運動後の俺とランスロットは大盛りメニュー、アイリスは少なめで。
「傭兵生活は順調かな?活躍は時々耳にするけど」
食後の会話を楽しむ。ランスロットは多忙な立場だ。ただ、数ヶ月ぶりの再会だから、多少長引いても問題ないらしい。
「実は、非常にマズイ事態に陥った」
ランスロットが軽く驚く。
「やる気が出ない」
場の空気が一気に弛緩する。
なんでだ?冗談じゃなくて、マジなんだけど。
「あぁ。その辺はアイリスの報告書にも書いてあったね」
「この人は私が依頼を受けてこないと、いつまで経ってもやろうとしません。いくらランスロット様から生活費を便宜してもらってるからって。堕落しきってます」
「え?ちょっと厳しくないですか?アイリスさん」
目を吊り上げる姿が若干恐い。
「今日は本当に、久々に、いつ以来か思い出すのも億劫なほど、あなたの勇姿を見ました。普段のあなたはもう、グダグダダラダラ……」
「えー、だってさー、依頼とか簡単すぎるしさー、張合いねーし」
あまりな言われっぷりに、ちょっと言い訳したら、アリシアの眼差しが冷やかになっていく。
「ヒモのくせに、生意気な」
「まだヒモじゃ――すみませんでした!」
やべぇ。マジで怖い。魔物の群れに突撃する方が全然マシだ。絶対零度の眼光に、震え上がった。

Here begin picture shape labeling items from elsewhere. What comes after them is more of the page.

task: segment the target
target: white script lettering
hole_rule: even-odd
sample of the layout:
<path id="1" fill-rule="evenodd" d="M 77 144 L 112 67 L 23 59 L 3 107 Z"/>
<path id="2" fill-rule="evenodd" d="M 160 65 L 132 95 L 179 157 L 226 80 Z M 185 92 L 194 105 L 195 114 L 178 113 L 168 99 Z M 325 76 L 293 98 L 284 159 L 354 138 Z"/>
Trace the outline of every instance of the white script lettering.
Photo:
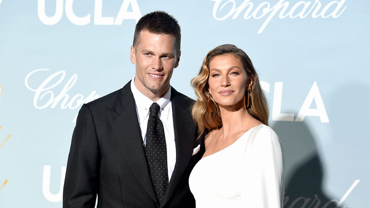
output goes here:
<path id="1" fill-rule="evenodd" d="M 34 70 L 27 75 L 24 79 L 24 84 L 27 89 L 35 92 L 33 97 L 33 105 L 38 109 L 44 109 L 48 107 L 54 108 L 61 101 L 60 108 L 61 109 L 69 108 L 75 109 L 80 107 L 84 103 L 87 103 L 99 98 L 99 95 L 96 94 L 96 91 L 92 91 L 90 95 L 84 99 L 81 94 L 70 96 L 67 93 L 72 88 L 77 81 L 77 74 L 74 74 L 70 78 L 59 94 L 54 96 L 54 92 L 51 90 L 59 85 L 65 77 L 65 71 L 61 70 L 50 75 L 44 80 L 37 88 L 31 87 L 29 84 L 30 78 L 33 78 L 34 75 L 39 72 L 48 71 L 48 68 L 39 68 Z M 58 78 L 59 79 L 58 79 Z M 52 81 L 57 80 L 53 83 Z M 70 97 L 71 97 L 70 98 Z M 41 103 L 42 102 L 42 103 Z M 75 122 L 76 118 L 73 120 Z"/>
<path id="2" fill-rule="evenodd" d="M 319 17 L 327 18 L 330 16 L 336 18 L 342 14 L 347 8 L 346 6 L 343 6 L 346 0 L 342 0 L 340 1 L 332 1 L 329 2 L 323 8 L 322 8 L 323 5 L 320 0 L 315 0 L 314 1 L 300 1 L 293 4 L 287 12 L 289 4 L 293 4 L 294 3 L 290 3 L 289 1 L 285 1 L 285 0 L 279 0 L 276 4 L 272 6 L 269 2 L 263 1 L 255 7 L 253 7 L 254 4 L 251 0 L 244 0 L 242 4 L 238 7 L 236 7 L 235 0 L 228 0 L 226 1 L 225 0 L 211 0 L 215 1 L 212 14 L 213 18 L 218 20 L 225 20 L 232 15 L 232 19 L 236 19 L 244 9 L 246 9 L 243 16 L 244 19 L 247 20 L 251 17 L 255 19 L 259 19 L 265 16 L 267 16 L 262 26 L 257 31 L 257 33 L 259 34 L 263 31 L 270 21 L 279 10 L 280 11 L 279 17 L 280 19 L 287 16 L 290 18 L 299 17 L 303 19 L 312 12 L 311 16 L 313 18 Z M 221 3 L 222 3 L 222 4 Z M 223 16 L 220 16 L 218 15 L 219 14 L 218 12 L 221 11 L 229 3 L 230 4 L 228 6 L 231 6 L 231 7 L 230 11 Z M 335 8 L 333 9 L 334 7 L 335 7 Z M 321 11 L 320 10 L 321 10 Z"/>
<path id="3" fill-rule="evenodd" d="M 335 199 L 332 199 L 326 202 L 324 201 L 322 202 L 323 203 L 325 203 L 323 205 L 322 208 L 326 208 L 328 207 L 328 206 L 332 205 L 333 203 L 336 204 L 335 208 L 339 208 L 342 205 L 342 204 L 343 204 L 343 202 L 347 198 L 348 195 L 352 192 L 353 189 L 354 188 L 354 187 L 357 185 L 357 184 L 359 182 L 359 180 L 357 179 L 355 180 L 354 182 L 352 184 L 351 187 L 346 192 L 346 193 L 342 197 L 342 198 L 339 201 Z M 286 205 L 287 205 L 288 202 L 289 201 L 290 199 L 289 196 L 286 196 L 284 198 L 284 202 L 283 203 L 283 207 L 284 208 L 285 208 L 286 207 L 286 208 L 297 207 L 296 205 L 297 205 L 297 202 L 300 202 L 300 203 L 299 203 L 298 204 L 300 205 L 300 207 L 299 207 L 300 208 L 306 208 L 306 207 L 307 208 L 318 208 L 319 206 L 321 204 L 321 200 L 319 198 L 317 194 L 314 194 L 314 198 L 313 199 L 305 198 L 302 197 L 298 197 L 293 200 L 293 202 L 292 202 L 292 203 L 289 207 L 286 207 Z M 300 205 L 302 202 L 303 202 L 303 205 Z M 344 206 L 342 208 L 344 208 L 345 207 L 346 207 L 346 206 Z"/>

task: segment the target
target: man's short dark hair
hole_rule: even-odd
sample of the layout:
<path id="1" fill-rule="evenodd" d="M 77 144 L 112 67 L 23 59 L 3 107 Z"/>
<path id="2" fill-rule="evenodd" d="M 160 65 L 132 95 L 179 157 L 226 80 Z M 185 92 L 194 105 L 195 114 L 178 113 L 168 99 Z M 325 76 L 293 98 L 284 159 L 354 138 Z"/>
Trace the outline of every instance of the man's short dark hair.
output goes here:
<path id="1" fill-rule="evenodd" d="M 140 32 L 147 31 L 157 34 L 172 35 L 176 40 L 175 47 L 180 51 L 181 43 L 181 29 L 176 20 L 172 16 L 162 11 L 156 11 L 145 14 L 136 24 L 134 34 L 132 46 L 136 48 L 139 41 Z"/>

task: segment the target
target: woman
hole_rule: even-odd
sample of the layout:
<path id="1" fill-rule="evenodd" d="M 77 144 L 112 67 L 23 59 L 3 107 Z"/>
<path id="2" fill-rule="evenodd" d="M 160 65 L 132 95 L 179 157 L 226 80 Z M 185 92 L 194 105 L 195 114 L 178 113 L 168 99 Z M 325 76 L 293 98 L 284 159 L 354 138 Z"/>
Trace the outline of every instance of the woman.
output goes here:
<path id="1" fill-rule="evenodd" d="M 197 208 L 282 207 L 282 150 L 249 57 L 233 45 L 218 46 L 191 84 L 193 118 L 201 135 L 209 131 L 189 178 Z"/>

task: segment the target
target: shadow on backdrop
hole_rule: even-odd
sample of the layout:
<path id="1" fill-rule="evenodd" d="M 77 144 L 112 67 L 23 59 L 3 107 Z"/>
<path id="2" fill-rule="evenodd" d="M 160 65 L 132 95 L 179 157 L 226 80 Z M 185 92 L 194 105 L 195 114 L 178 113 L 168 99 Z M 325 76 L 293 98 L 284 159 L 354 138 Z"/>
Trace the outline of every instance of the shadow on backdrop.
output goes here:
<path id="1" fill-rule="evenodd" d="M 271 127 L 280 138 L 284 154 L 283 207 L 335 207 L 336 202 L 331 202 L 323 190 L 324 170 L 315 140 L 307 124 L 304 122 L 276 121 Z"/>

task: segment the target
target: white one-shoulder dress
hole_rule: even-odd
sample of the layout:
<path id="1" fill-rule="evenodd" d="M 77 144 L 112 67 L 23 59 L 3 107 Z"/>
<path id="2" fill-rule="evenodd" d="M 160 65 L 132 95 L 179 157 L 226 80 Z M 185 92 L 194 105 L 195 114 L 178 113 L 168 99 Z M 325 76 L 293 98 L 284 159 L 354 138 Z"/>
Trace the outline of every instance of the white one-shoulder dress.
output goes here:
<path id="1" fill-rule="evenodd" d="M 275 132 L 254 127 L 195 165 L 189 185 L 196 208 L 282 207 L 283 166 Z"/>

「まぁまぁ、【レオ】の言うことも一理あるんだろう?君の報告書にもそう書いてあったし」
ランスロットの半笑いの言葉に、アイリスが渋々ながらも頷く。
「【レオ】もほしかった知識が得られなかったかもしれないけど、経験を積むってことは絶対に無駄にならないよ?」
今度は俺が渋々ながら頷く。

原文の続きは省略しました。